Just about everything that makes the Ditko Spider-Man masterful is in this story in its purest form, with an iconic villain with a clever visual hook, Peter's relationships with Aunt May, JJJ, his classmates, the police and the general public, an exciting action scene that resolves itself with a mix of brains and muscle and an overall way of thinking about super-heroics that was revolutionary at the time, and is still effective today.

April 4, 2007

Revolver #4 [1986]

Ditko writes and draws the 8-page "The Hand of Ages" for this issue of Robin Snyder's anthology series REVOLVER. A man buys a stolen mummy in a middle east town, only to have the stolen mummy grab his hand, transforming it to a monstrous form with an urge to kill. He leaves a trail of bodies through the world while pursued by another figure, finally leading to the hand forcing him to kill his wife. He hears a rumour about a doctor who theorizes that the killer is carrying a fungus which can be cured, but the doctor turns out to be the original mummy, whose attempt to come back from the dead was interrupted by the loss of his hand. The two eventually kill each other, leaving a twitching hand on the floor.

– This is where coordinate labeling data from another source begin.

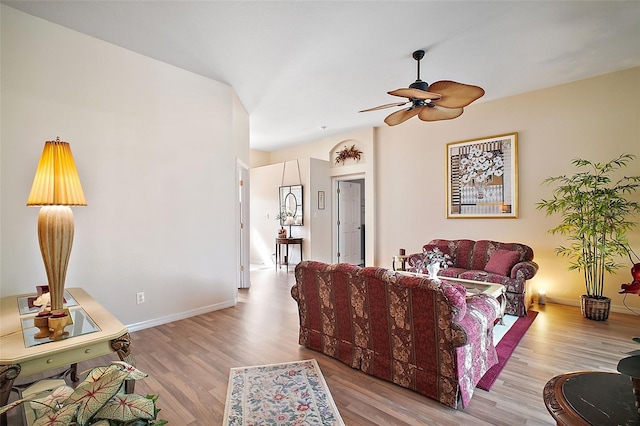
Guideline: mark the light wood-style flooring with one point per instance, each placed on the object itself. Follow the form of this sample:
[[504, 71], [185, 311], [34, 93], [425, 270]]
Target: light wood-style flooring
[[188, 362]]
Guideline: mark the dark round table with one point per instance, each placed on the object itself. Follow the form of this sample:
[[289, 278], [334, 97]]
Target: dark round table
[[591, 398]]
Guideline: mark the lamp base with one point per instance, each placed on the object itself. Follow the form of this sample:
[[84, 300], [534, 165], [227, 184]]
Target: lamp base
[[55, 234]]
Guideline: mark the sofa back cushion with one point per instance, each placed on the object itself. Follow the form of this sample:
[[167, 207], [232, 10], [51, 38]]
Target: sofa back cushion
[[474, 255], [461, 251], [501, 262], [483, 249]]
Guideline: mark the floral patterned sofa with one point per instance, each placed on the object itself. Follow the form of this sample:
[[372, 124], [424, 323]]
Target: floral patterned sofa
[[509, 264], [420, 334]]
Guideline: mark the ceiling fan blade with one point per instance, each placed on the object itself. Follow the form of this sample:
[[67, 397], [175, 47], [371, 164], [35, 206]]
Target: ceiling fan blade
[[401, 116], [455, 95], [414, 94], [437, 113], [385, 106]]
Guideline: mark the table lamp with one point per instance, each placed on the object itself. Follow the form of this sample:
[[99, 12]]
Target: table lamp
[[56, 186]]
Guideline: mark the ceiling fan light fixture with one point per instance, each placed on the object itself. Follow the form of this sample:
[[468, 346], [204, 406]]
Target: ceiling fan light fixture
[[442, 100]]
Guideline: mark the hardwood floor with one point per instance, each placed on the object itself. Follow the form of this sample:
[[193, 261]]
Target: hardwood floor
[[188, 363]]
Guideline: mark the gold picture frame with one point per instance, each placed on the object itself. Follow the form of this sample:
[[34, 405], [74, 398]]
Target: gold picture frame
[[482, 177]]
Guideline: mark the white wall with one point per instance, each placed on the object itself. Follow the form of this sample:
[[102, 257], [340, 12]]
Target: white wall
[[156, 148], [597, 119]]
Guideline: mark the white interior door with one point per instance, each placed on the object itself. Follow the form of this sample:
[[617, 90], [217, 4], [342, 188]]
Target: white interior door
[[349, 223], [243, 228]]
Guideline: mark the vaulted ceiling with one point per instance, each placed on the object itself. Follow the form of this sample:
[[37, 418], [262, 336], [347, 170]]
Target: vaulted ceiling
[[303, 69]]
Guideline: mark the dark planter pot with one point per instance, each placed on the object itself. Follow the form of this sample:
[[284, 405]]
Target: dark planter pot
[[595, 308]]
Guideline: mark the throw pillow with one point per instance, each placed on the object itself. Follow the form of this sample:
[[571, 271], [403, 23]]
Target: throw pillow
[[456, 294], [501, 261]]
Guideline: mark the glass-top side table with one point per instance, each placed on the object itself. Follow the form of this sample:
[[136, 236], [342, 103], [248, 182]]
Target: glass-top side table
[[100, 334]]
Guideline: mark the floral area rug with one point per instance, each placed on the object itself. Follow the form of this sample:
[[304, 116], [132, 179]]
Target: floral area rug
[[292, 393]]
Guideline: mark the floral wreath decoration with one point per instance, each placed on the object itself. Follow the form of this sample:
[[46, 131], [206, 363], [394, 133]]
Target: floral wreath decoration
[[346, 153]]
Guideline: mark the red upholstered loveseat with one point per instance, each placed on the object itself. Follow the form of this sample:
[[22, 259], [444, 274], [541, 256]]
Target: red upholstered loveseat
[[509, 264], [420, 334]]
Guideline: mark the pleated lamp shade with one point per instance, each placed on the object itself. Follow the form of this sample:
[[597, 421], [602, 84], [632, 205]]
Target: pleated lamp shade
[[56, 181]]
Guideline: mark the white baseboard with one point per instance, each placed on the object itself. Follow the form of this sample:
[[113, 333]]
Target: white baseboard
[[181, 315]]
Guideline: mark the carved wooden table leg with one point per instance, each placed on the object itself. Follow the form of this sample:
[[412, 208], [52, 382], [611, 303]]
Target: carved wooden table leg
[[122, 346], [8, 374]]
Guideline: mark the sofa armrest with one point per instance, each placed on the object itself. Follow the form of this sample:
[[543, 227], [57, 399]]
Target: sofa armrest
[[482, 312], [524, 270]]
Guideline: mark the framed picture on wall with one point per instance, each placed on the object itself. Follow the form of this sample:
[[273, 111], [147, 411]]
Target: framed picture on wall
[[482, 177]]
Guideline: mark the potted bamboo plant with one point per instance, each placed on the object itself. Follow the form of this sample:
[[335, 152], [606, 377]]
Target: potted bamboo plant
[[99, 400], [595, 217]]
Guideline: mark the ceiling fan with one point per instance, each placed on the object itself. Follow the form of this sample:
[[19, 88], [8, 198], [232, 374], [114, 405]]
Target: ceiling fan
[[442, 100]]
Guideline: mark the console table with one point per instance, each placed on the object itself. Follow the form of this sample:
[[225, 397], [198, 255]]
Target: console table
[[286, 242], [95, 333], [591, 398]]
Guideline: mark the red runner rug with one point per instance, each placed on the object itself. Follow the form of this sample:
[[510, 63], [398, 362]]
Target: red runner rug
[[505, 348]]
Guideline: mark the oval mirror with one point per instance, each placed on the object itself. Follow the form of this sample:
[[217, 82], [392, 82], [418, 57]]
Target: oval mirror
[[291, 204]]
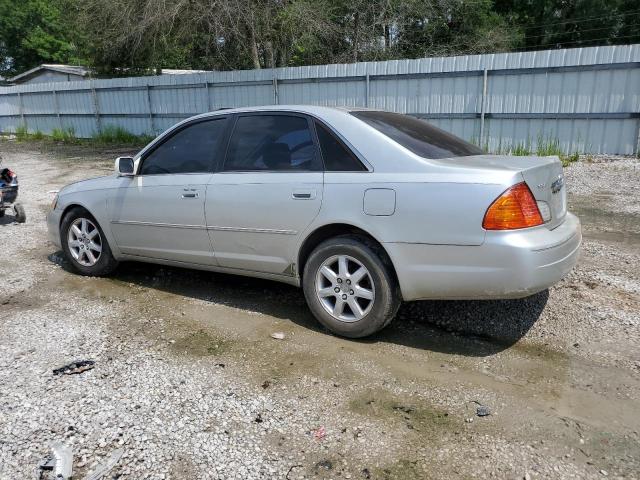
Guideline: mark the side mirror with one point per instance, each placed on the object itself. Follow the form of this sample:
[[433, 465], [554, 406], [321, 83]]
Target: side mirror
[[124, 166]]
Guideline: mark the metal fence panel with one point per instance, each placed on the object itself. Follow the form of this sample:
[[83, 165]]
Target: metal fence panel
[[585, 99]]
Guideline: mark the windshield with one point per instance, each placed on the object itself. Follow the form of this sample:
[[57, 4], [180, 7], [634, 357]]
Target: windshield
[[417, 135]]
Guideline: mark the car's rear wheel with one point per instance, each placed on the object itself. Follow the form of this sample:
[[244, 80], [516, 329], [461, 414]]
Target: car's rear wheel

Boy, Ditko does like creepy hand-based storytelling, doesn't he? Cute little story, a few bits about the guy pursuing the cursed thief might have been a little clearer, but I liked it. Some of Ditko's work that appeared in REVOLVER was clearly meant for Charlton, and this one looks like it might have fit there.

[see comments, Nick mentions that it was probably for a Whitman/Gold Key line of the time that was discontinued before any of the Ditko work they had lined up was published]

Ditko also does the cover for this issue, based on the story, a great piece with a mummy, a giant green hand, huge floating eyes, and more.

April 1, 2007

Shadows & Light #1 [1998]

SHADOWS & LIGHT was a short-lived anthology title from Marvel featuring black and white stories. Ditko contributes story and art for a 12-page Iron Man story, "A Man's Reach...!", to this issue, with scripting by Len Wein. This may be the last new work he had published by Marvel (though I half-suspect it might be a holdover from many short stories of this kind he did back around 1990 instead of newly commissioned for this book. But Ditko didn't usually get to ink those, and some of the shading here looks like what Ditko would do for a story meant for black and white publication, so perhaps not).

Whatever the origins of the story, it's a pretty typical old-school Iron Man short, with Happy and Pepper being attacked and Pepper taken hostage by villains who steal an experimental device that Stark Industries is working on. Iron Man goes to the rescue, endangering a business deal as Tony Stark, and falls victim to the experimental device (as well as a hired thug named Longarm with arms stolen from Doctor Octopus. I wonder if Ditko put that in or Wein just added it because of the similarity in designs?). Fortunately Pepper is able to help out with a well timed kick taking out the device and then later her ear identifying the criminal mastermind.

A bit old-fashioned for the time, but not a bad little story. Ditko's art kind of varies in it. Most of it is pretty decent, a few places are really nicely done, with interesting inking techniques, but in other places it looks a bit sloppy.

This issue also features short biographies for the creators before each story, although managing to do so for Ditko without using the "created" word when mentioning Spider-Man and Doctor Strange.